How Do Psychiatric Drugs Affect The Brain?
How Do Psychiatric Drugs Affect The Brain?
Like any mind altering substance, psychiatric drugs are psychoactive and alter mind and behavior by affecting brain chemistry. Their usefulness, and risks, come from changing the brain/body and altering consciousness, including expectation and placebo.
Current medical theory is that most psychiatric drugs change the levels of chemicals called neurotransmitters (anti-convulsants, anti-epileptics, and “mood stabilizers” such as lithium appear to work by changing blood flow and electrical activity in the brain in general). Neurotransmitters are linked with mood and mental functioning, and all the cells of the nervous system, including brain cells, use neurotransmitters to communicate with each other. When neurotransmitter levels change, “receptor” cells, which receive and regulate neurotransmitters, become more sensitive, and can grow or shrink to adjust.
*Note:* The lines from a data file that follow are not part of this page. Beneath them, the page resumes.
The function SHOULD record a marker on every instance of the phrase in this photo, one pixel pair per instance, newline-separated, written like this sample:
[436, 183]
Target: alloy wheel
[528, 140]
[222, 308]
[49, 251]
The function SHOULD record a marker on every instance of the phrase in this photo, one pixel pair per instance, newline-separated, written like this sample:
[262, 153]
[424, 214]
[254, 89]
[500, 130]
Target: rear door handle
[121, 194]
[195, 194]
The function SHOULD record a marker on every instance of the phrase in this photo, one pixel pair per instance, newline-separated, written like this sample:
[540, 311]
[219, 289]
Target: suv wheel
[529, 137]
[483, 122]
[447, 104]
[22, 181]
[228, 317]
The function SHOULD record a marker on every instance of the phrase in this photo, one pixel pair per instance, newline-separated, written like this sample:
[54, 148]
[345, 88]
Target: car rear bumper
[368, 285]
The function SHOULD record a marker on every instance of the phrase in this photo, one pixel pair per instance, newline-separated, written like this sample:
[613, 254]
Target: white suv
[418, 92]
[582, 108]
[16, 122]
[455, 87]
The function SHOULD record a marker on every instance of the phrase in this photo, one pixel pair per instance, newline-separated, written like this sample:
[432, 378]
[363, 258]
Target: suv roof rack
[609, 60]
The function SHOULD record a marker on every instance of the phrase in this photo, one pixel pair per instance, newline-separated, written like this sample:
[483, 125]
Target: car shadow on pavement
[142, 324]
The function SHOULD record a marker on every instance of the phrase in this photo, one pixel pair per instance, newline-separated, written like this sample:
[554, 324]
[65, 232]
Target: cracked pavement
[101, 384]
SSRI anti-depressants (“selective serotonin re-uptake inhibitors”) for example are said to raise the level of the neurotransmitter serotonin in the brain and reduce the number of brain serotonin receptors. Anti-psychotic medications like Haldol lower the level of dopamine and increase the number of dopamine receptors in the brain. This action on neurotransmitters and receptors is the same as for any psychoactive drug. Alcohol affects neurotransmitters including dopamine and serotonin, and cocaine changes the levels of both dopamine and serotonin, as well as noradrenaline, and alters receptors.
While these changes in your body take place, your consciousness works to interpret and respond in your own way, Alcohol might relax you or make you nervous; anti-depressants energize some people or make others less sensitive. Because of the placebo effect and expectation, everyone is different. Your experience of medication may not be the same as other people, and will ultimately be uniquely your own. Trust yourself.